Be it a matter of pure gourmet nationalism or simply personal taste, when it comes to sparkling wine the dispute between French Champagne and Italian spumante is a never-ending story. The confusion that still accompanies these two terms, often used as synonyms, seems to make the choice even more complicated.
If every Champagne is a spumante, not every spumante can be Champagne. This is because the term spumante applies to an entire category of sparkling wines that – when uncorked – produce a little foam (spuma, in Italian). In this perspective, Champagne, Prosecco, Franciacorta, Spanish Cava and other bubbly wines are all spumanti: they undergo a second fermentation, which is the one that produces their enjoyable bubbles. As for their respective names, they derive from the grapes used and the regions where they are produced. So, where does the rivalry come from?

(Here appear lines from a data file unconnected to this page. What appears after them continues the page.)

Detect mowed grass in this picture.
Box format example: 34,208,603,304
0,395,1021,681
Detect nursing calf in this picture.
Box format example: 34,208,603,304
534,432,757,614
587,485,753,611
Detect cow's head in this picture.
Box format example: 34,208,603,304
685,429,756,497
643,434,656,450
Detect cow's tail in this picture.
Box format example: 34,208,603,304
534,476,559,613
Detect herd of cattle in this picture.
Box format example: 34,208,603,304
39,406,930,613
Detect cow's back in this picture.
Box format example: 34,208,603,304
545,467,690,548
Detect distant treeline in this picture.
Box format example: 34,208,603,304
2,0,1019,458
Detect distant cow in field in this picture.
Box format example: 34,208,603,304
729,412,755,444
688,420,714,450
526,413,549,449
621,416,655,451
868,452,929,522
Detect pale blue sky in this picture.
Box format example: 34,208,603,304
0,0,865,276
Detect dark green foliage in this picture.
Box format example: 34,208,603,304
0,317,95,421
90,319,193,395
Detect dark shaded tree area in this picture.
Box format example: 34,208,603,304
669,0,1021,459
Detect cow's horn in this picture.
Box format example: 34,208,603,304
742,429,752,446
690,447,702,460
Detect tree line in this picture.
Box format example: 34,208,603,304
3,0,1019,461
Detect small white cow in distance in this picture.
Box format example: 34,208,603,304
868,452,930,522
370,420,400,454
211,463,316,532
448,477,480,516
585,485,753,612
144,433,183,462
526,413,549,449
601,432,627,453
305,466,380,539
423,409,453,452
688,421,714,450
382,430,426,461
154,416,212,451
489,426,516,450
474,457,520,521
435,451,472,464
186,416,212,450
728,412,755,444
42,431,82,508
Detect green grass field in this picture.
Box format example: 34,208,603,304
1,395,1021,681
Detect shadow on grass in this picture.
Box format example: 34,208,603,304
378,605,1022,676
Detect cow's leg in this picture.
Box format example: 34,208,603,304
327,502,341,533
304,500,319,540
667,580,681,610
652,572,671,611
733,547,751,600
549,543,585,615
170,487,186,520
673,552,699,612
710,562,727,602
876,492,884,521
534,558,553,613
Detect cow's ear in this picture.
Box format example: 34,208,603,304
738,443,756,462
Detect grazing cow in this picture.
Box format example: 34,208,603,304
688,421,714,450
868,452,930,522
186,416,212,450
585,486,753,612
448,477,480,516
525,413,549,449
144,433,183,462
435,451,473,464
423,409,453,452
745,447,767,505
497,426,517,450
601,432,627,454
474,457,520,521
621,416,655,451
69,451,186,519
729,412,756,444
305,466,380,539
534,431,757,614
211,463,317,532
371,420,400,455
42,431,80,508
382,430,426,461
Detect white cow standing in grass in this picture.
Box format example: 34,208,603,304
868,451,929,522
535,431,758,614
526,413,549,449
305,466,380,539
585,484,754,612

Lately, Prosecco has proved to be the strongest competitor of Champagne. It is not only a matter of sales figures but also of its export numbers. Last year, Coldiretti (Italy’s major farmers association) registered that over 620 million bottles of Italian spumante where uncorked abroad on New Year’s Eve (+29% compared to 2020). The bottles of Champagne, on the very same occasion, were “only” 330 million.

If Prosecco is the winner in terms of volumes, Champagne still maintains the leadership when it comes to value: the best bottles may easily have a price tag of thousands of Euros, whereas the best Italian spumante costs definitely much less. This significant difference is mainly due to two factors: the first one is the production process, the other one is the ageing time.

Besides the diverse techniques used, a bottle of Champagne takes on average three years to be produced, whereas only a few months are needed for a bottle of Prosecco. Moreover, Champagne must age in order to gain its distinctive flavor; on the contrary, Prosecco is best enjoyed a few months after its bottling. History is the third element that influences the success of Champagne: the “father” of all bubbly wines was invented in the late 17th century by Dom Pierre Perignon, a Benedictine monk who lived in the Champagne region of France. His name is now a trademark; the rest is legend.

Although difficult to admit for us Italians, French producers of Champagne have also managed to keep the standard so high over time that – leaving personal taste aside – it is almost impossible to find a low-quality Champagne. Everything considered, the actual dispute is in the glass. The taste and the aroma make the difference for the real, final judge: the person who holds it.